MAYOR GIULIANI: Nobody is trying to suppress this exhibit. I'm very much opposed to it. But what I'm saying is hard earned public tax dollars should not be used for what I consider to be, and I think many people in the city, a desecration of religion and then, also, some other very, very sick things. The animals, the pedophiles. So don't use public tax dollars. Believe me, there are plenty of private museums in this city, for better or worse, that would exhibit it. Just use your own money.

MR. RUSSERT: The Daily News went out and talked to New Yorkers, interviewed them for a poll. This is what they found: that 30 percent of New Yorkers agree with you; 60 percent agree with the museum, the exhibit should be open. And even amongst Catholics, only 42 percent agree with you; 48 percent agree with the museum.

Some have suggested, Mr. Mayor, that you're using this as an issue to pander to the Conservative Party of New York, to secure their nomination for the Senate? Have you spoken to anyone in the Conservative Party?

MAYOR GIULIANI: No. Tim, Tim, Tim, Tim...

MR. RUSSERT: Has anyone in your administration spoken to the Conservative Party?

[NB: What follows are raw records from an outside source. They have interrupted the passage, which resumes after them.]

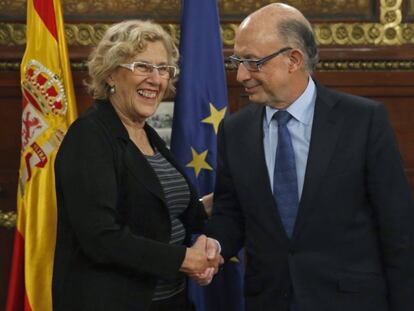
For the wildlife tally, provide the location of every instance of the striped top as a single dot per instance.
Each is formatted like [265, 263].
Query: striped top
[177, 197]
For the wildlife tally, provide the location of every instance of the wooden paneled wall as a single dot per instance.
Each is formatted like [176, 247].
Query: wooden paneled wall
[394, 88]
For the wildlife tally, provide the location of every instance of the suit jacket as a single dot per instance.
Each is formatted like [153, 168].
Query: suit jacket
[113, 223]
[353, 242]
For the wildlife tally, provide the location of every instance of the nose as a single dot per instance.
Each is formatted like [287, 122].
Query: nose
[243, 74]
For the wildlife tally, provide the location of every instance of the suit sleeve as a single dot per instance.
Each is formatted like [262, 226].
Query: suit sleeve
[87, 199]
[227, 223]
[391, 197]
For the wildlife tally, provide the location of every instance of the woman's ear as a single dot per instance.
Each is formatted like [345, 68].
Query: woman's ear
[109, 80]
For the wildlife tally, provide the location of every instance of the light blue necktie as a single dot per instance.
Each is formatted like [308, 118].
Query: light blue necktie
[285, 184]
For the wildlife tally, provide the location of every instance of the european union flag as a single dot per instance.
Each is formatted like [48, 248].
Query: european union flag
[200, 105]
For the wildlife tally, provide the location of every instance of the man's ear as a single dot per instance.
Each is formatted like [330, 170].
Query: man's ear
[296, 60]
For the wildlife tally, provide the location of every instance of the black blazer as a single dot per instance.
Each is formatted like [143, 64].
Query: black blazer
[353, 242]
[113, 222]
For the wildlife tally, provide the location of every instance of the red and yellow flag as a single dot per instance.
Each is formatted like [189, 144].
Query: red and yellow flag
[48, 109]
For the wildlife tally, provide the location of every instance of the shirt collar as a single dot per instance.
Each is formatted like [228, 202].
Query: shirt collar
[301, 109]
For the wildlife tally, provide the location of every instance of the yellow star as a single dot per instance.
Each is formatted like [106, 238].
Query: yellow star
[199, 162]
[215, 117]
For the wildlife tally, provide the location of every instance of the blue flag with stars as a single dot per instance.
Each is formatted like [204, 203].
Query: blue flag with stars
[200, 105]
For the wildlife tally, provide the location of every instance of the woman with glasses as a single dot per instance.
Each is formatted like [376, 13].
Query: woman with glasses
[125, 208]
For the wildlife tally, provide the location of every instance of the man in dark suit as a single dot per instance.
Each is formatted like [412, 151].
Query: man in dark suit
[311, 183]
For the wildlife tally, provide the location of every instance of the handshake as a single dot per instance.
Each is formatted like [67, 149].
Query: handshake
[202, 260]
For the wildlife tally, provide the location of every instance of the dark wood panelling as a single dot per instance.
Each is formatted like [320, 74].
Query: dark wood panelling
[394, 88]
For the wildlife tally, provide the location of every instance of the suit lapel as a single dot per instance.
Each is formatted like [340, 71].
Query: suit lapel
[327, 124]
[134, 160]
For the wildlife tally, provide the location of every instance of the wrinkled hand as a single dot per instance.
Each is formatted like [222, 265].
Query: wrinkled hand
[214, 260]
[196, 261]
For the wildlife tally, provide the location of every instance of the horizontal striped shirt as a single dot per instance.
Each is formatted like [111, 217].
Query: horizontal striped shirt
[177, 197]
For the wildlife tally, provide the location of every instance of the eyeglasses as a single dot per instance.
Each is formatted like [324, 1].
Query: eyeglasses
[255, 64]
[144, 69]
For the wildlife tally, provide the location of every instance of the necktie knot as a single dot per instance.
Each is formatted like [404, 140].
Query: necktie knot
[282, 117]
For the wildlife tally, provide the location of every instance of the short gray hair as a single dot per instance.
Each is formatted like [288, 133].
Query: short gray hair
[300, 35]
[121, 42]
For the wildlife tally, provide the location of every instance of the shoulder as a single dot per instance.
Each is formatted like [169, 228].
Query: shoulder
[346, 100]
[244, 116]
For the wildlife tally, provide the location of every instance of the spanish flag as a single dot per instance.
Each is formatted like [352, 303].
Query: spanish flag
[48, 109]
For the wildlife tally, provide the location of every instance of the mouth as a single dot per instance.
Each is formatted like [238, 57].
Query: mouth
[250, 89]
[147, 94]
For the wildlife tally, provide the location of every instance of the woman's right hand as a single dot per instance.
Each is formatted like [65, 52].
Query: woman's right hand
[196, 261]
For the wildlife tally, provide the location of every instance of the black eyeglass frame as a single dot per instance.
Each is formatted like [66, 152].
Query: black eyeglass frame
[258, 63]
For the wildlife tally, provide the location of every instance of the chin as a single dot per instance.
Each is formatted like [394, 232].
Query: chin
[255, 98]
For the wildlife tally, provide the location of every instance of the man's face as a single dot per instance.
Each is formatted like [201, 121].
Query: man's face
[269, 85]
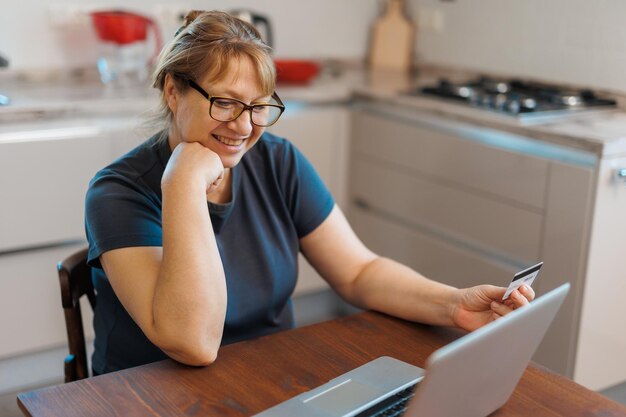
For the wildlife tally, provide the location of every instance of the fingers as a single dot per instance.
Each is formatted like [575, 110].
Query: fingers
[527, 292]
[500, 309]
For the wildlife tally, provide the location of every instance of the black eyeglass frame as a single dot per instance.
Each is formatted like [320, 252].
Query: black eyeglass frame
[280, 105]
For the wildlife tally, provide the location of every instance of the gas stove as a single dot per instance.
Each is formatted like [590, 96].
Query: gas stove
[516, 98]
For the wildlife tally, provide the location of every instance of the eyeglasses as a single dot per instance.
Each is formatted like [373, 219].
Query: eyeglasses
[226, 109]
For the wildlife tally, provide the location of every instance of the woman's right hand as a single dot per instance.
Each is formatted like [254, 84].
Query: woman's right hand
[191, 162]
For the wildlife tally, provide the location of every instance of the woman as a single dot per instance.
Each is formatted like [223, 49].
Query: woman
[194, 234]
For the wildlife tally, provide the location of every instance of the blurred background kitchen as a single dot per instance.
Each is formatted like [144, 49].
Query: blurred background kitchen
[501, 122]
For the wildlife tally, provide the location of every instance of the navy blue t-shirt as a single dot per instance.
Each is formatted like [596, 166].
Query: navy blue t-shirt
[277, 198]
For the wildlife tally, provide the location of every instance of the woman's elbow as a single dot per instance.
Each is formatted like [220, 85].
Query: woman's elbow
[198, 352]
[196, 355]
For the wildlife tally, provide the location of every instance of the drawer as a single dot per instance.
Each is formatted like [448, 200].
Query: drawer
[434, 258]
[477, 220]
[43, 185]
[31, 315]
[445, 156]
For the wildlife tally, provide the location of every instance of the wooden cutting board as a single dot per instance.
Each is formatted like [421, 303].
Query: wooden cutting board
[391, 42]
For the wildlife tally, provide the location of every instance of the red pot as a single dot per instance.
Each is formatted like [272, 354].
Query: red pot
[123, 28]
[296, 71]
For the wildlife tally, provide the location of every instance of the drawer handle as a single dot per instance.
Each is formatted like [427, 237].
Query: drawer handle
[360, 203]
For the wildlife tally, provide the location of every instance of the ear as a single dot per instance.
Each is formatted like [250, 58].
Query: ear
[171, 93]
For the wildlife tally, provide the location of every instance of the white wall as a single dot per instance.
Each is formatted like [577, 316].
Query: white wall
[311, 29]
[570, 41]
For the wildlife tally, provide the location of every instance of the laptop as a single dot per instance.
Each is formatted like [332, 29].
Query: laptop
[471, 377]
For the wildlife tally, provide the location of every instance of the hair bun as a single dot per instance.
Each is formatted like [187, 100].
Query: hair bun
[189, 17]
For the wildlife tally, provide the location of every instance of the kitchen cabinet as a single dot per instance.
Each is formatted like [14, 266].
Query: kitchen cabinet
[467, 205]
[321, 133]
[45, 168]
[601, 343]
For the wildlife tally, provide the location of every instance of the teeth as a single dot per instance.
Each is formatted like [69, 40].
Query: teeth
[230, 142]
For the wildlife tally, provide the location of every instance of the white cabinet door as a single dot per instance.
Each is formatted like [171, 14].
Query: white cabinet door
[31, 315]
[321, 133]
[43, 185]
[602, 341]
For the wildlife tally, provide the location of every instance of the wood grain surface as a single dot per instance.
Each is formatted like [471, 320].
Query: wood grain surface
[251, 376]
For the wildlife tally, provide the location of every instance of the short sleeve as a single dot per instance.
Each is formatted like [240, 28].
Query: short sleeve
[309, 200]
[120, 212]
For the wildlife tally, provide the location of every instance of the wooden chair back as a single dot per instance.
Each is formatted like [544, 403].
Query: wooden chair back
[75, 280]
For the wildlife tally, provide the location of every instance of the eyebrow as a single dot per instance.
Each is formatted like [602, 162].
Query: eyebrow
[233, 94]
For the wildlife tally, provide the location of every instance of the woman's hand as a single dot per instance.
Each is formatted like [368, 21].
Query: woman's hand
[191, 162]
[477, 306]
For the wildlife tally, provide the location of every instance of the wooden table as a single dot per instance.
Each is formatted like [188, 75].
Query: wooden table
[251, 376]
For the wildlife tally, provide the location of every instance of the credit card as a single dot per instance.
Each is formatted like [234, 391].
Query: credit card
[527, 276]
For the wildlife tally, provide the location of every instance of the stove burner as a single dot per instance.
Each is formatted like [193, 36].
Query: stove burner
[515, 97]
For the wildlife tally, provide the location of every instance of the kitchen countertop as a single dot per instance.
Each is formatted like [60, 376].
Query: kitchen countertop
[602, 133]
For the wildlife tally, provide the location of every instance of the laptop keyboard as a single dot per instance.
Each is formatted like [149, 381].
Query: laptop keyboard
[392, 406]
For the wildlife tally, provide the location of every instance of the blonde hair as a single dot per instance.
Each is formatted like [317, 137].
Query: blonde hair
[206, 45]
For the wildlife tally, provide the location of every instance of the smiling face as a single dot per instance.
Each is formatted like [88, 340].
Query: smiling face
[191, 121]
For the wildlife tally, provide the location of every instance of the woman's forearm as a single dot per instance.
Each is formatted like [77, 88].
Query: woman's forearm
[190, 295]
[408, 295]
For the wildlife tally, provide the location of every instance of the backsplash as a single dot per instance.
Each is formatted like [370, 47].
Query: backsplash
[35, 35]
[578, 42]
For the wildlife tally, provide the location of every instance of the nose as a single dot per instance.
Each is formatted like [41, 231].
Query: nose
[242, 125]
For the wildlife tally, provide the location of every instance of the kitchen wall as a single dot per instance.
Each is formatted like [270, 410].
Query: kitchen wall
[43, 34]
[571, 41]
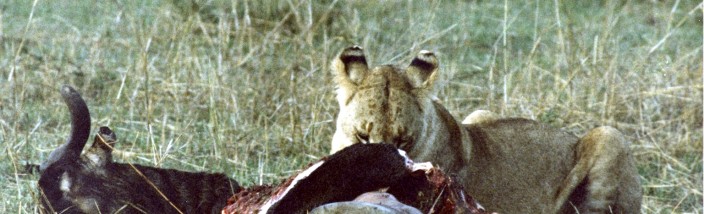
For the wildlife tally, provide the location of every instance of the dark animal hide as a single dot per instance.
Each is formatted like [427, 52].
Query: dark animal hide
[351, 172]
[340, 177]
[93, 183]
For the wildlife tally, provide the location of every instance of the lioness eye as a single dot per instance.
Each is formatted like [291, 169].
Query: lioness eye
[363, 138]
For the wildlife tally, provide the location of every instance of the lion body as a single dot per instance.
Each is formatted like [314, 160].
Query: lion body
[508, 165]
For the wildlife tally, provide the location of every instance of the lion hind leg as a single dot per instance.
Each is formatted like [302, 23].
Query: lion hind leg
[603, 164]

MAYOR GIULIANI: And the poll you just put up there makes the opposite point, doesn't it? It says that most people are against me on this. So maybe, maybe--this is hard to really deal with--maybe there's a matter of principle, and it isn't something that has to do with political calculation. And, you know, 30 percent represent a sizable minority within any city.

But look, maybe it would be easier for you and others to understand if this were another racial, religious or ethnic group, but 30 percent of the people that are highly offended about their religion, their national symbols, their sensibilities being attacked is a very large percentage of people that the mayor has a right to defend. And what I'm saying is very simple: Nobody wants to suppress it. Put it in a private museum. Pay for it yourself. Do not take money out of the pockets of that 30 percent of the people where you're doing tremendous damage to their sensibilities, their views, their ideas. In America, you know, what it means is we have to all respect each other. And that 30 percent is also entitled to respect.

MR. RUSSERT: Do you think that your opposition will help you with the

Conservative Party or...

MAYOR GIULIANI: I have no idea. That poll, you know, is something that was taken publicly. So I haven't been able to look at the internal parts of it. I'll worry and think about the political effect of it or be happy about the political effect of it--Who knows?--you know, weeks from now. Before I took this position, I didn't do what some politicians do. You know, we tried to do this on principle, and people can agree or disagree with the principle but stop all the kind of nasty personal attacks.

MR. RUSSERT: Let me ask you about a couple of other issues that may affect your potential Senate run. The Conservative Party is very much opposed to late-term or partial-birth abortion. You have supported that, have opposed any limitations placed on late-term abortion. Is that still your position?

MAYOR GIULIANI: Well, within the state of New York, the legislation that was proposed was legislation that I believe was not necessary. And that is still my position. That position was taken two years ago. I have no reason to review it at this point.